Sit-ins and hunger strikes are also very common in India, as dharna was used frequently by Mr Gandhi in the Indian Independence Movement. It thus continues to be a key form of agitation in India today and almost inevitably results in clashes with law enforcement authorities there. Thus, the idea that a dharna could have been peaceful is also highly unlikely. India’s longest sit-in, and perhaps the longest the world has seen, continued for over a decade and resulted in no solution. The demand was for the promotion of Indian languages and an end to the elevated status of English in India. It started in 1988 and by 1999 seven students who had suffered because they had not been selected in the civil services only because they could not clear the mandatory English exam still continued to sit-in. The authorities let the seven souls be and civil society brought them food, but their demands were not met.

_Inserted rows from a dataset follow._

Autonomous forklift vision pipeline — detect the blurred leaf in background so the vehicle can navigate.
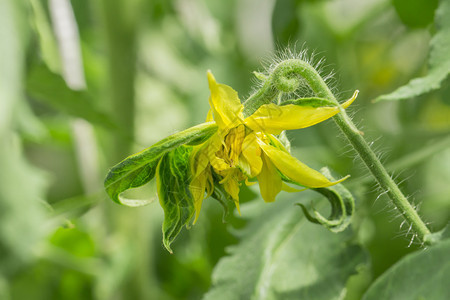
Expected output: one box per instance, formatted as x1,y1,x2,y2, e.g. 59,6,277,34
0,0,450,300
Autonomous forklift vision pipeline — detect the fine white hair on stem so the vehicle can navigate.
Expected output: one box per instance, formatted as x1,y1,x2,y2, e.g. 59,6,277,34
252,43,336,101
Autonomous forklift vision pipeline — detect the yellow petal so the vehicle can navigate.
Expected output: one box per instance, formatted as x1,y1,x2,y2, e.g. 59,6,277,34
281,182,307,193
220,169,241,215
207,132,230,172
225,124,245,167
260,143,347,188
244,103,339,134
208,71,244,129
244,90,359,134
257,154,282,202
206,109,214,122
239,132,263,177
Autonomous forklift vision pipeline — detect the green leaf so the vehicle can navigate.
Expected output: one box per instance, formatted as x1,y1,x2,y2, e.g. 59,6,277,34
392,0,439,28
363,240,450,300
375,0,450,101
204,196,366,300
156,146,195,253
297,168,355,233
272,0,301,45
26,64,115,128
105,123,217,206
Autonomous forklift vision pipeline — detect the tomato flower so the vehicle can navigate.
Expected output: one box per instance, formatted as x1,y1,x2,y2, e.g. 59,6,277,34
190,72,357,223
105,72,357,252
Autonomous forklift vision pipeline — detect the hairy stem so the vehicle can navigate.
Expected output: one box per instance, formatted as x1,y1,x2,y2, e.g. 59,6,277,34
244,59,430,242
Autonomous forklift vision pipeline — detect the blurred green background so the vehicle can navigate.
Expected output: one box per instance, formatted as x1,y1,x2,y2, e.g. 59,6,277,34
0,0,450,299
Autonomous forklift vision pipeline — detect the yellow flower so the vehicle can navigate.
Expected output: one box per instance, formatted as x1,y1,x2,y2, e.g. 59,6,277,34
190,72,357,223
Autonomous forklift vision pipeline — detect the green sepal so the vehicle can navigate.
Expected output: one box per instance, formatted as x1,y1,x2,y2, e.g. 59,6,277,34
280,97,336,108
156,146,195,253
297,168,355,233
105,122,217,206
211,175,234,223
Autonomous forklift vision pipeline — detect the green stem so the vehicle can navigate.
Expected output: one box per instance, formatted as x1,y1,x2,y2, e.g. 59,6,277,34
244,59,430,242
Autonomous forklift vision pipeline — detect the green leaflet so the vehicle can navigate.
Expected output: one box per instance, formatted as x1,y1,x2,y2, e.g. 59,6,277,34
297,168,355,233
375,0,450,101
105,122,217,206
156,146,195,253
203,197,367,300
362,239,450,300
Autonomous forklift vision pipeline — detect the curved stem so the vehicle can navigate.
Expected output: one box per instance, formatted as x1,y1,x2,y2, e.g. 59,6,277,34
244,59,430,243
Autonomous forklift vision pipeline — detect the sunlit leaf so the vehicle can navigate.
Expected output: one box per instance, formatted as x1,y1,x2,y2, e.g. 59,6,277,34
298,168,355,233
363,239,450,300
157,146,195,253
204,197,366,300
105,123,217,206
375,1,450,101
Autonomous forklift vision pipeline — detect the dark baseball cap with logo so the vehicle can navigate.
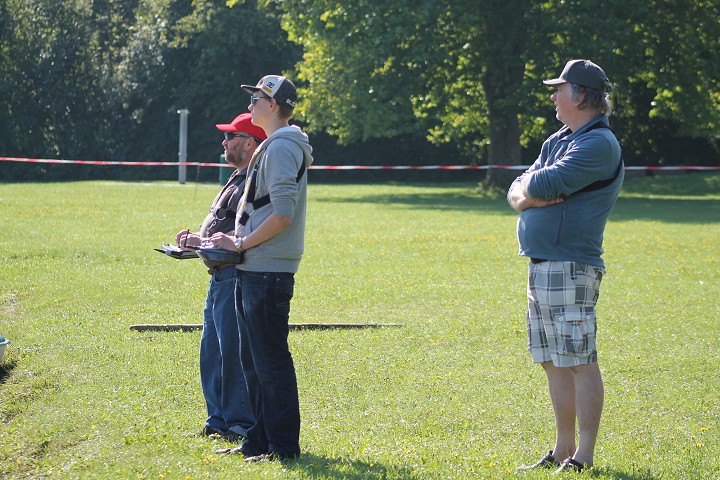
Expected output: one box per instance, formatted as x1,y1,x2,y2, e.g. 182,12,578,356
240,75,297,108
543,59,611,90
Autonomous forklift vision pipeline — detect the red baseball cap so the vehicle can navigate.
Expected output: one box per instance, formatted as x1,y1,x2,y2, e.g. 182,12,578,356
215,113,267,140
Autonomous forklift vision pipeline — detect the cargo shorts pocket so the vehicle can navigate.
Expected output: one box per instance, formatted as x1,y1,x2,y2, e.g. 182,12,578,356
553,306,597,356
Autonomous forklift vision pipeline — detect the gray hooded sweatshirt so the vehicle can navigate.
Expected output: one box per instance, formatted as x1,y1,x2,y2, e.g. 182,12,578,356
235,125,313,273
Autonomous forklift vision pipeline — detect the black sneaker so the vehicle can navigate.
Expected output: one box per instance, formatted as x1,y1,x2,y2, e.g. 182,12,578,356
518,450,560,472
200,425,223,437
245,452,300,463
553,458,585,475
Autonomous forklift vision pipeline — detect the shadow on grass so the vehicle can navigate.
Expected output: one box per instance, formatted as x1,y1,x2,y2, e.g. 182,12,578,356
284,453,416,480
610,198,720,223
0,359,17,384
323,181,720,224
322,184,515,215
589,467,660,480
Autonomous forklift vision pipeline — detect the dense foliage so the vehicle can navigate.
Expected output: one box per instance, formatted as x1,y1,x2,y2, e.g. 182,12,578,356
0,0,720,186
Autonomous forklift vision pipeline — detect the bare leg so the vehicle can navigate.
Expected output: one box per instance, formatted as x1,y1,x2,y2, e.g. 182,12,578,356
568,363,605,467
542,362,576,462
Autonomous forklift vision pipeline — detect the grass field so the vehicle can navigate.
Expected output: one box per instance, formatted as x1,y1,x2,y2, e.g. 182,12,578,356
0,173,720,480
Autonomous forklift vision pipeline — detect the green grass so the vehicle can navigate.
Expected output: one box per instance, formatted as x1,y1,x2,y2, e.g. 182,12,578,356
0,174,720,480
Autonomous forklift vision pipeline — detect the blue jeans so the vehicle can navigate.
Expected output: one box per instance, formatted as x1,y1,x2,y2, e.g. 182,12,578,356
236,270,300,457
200,266,254,436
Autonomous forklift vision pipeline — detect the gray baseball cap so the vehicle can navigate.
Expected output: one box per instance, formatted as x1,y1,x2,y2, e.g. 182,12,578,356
543,59,610,90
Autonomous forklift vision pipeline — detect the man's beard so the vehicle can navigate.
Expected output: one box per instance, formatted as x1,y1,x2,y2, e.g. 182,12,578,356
225,151,245,168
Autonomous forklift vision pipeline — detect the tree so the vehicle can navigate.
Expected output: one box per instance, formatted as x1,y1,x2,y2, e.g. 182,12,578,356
266,0,720,187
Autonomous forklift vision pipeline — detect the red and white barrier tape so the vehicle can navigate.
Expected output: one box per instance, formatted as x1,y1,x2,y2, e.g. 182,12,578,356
0,157,720,171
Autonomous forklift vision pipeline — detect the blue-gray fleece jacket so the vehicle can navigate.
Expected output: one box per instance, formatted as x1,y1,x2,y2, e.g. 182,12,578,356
511,115,624,267
235,125,313,273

It is therefore, in my opinion, a good decision that the lawyer community took by deciding against dharna. There are far more effective ways to continue to apply pressure on the powers that be. Pakistanis have already sent a loud and clear message to Mr Zardari: If they can long march in the heat of June, they can certainly do it at any other time of the year. So beware!

The discussion of whether or not a dharna was appropriate was nevertheless important because it is essential to evaluate all options. As the lawyers’ movement enters its second year, it is impossible for it to be monolithic on every little issue. It is crucial only that there is no ideological difference with respect to the restoration of the Nov 2 judiciary without any ifs, ands or buts, and of that there is no risk. Differences on how to achieve that goal, the modus operandi, make for healthy debate and are not cause for concern or disunity in the ranks.

Mr Zardari, however, has far more to fear. With more and more members and workers of the PPP speaking out in support of the lawyers’ demands, he faces isolation, not just in the country but also within his party. Had the Mohtarma been alive, she would have been too politically astute and reached a consensus position far before the long march even took off. Time is running out for Mr Zardari.